The unknown is whether Sanders can rally his supporters to get behind Clinton with anywhere near the enthusiasm that they brought to his campaign. Some die-hards on a Reddit board vowed that won’t happen.

“If he endorses her, he’s going back on everything he claimed to be standing for,” wrote one.

What else is happening

  • A first-of-its-kind female power trio would be in the making if Clinton wins.
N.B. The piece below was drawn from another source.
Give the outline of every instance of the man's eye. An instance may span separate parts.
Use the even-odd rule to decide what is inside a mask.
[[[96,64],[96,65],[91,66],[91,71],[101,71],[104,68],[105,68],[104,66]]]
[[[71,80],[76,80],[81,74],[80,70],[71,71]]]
Theresa May is about to become British PM, and there's Angela Merkel in Germany, as CNBC describes here
  • Clinton would be a "good president" -- and pairing her with Obama would be a "dream ticket," Trump said eight years ago in a newly-surfaced clip from his defunct radio show, the WSJ (pay site) reports.
  • Gingrich told a radio interviewer that black Americans still encounter “residual racism” in their interactions with police and others.
  • Rudy Giuliani's money-making angle as he gets attention over 'Black Lives Matter' may be that his firm Greenberg, Traurig  lobbies for privatized incarceration, the Daily News reports.
  • Legal experts say U.S. Supreme Court Justice Ruth Bader Ginsburg’s comments voicing horror at the prospect of a Trump presidency could cast doubt on her impartiality in any future case involving Trump, The Washington Post reported.
  • Trump’s new rapid response director, Steven Cheung, worked most recently as director of communications and public affairs for the Ultimate Fighting Championship.
  • Trump waffled on another of his earlier boasts, conceding he'd use a TelePrompter at next week's convention...
  • Flynn, the retired general, is new to politics but is a quick study on the art of the flip-flop. After sounding like an abortion rights supporter in a Sunday interview, he said Monday that he is “pro-life.”
  • Former Florida Gov. Jeb Bush told MSNBC that Trump’s supporters will “feel betrayed” when his promises go unfulfilled.
  • In case you were wondering whether Biden wants to keep his job under Clinton, he says no. But he will “work like the devil for her.”
  • Trump was amazed, he said in 2000, that the major parties could "get away with" excluding third-party candidates from debates, as Libertarian candidate Gary Johnson points out.
  • The Doonesbury cartoon uncannily anticipated this year's Trump hilarities.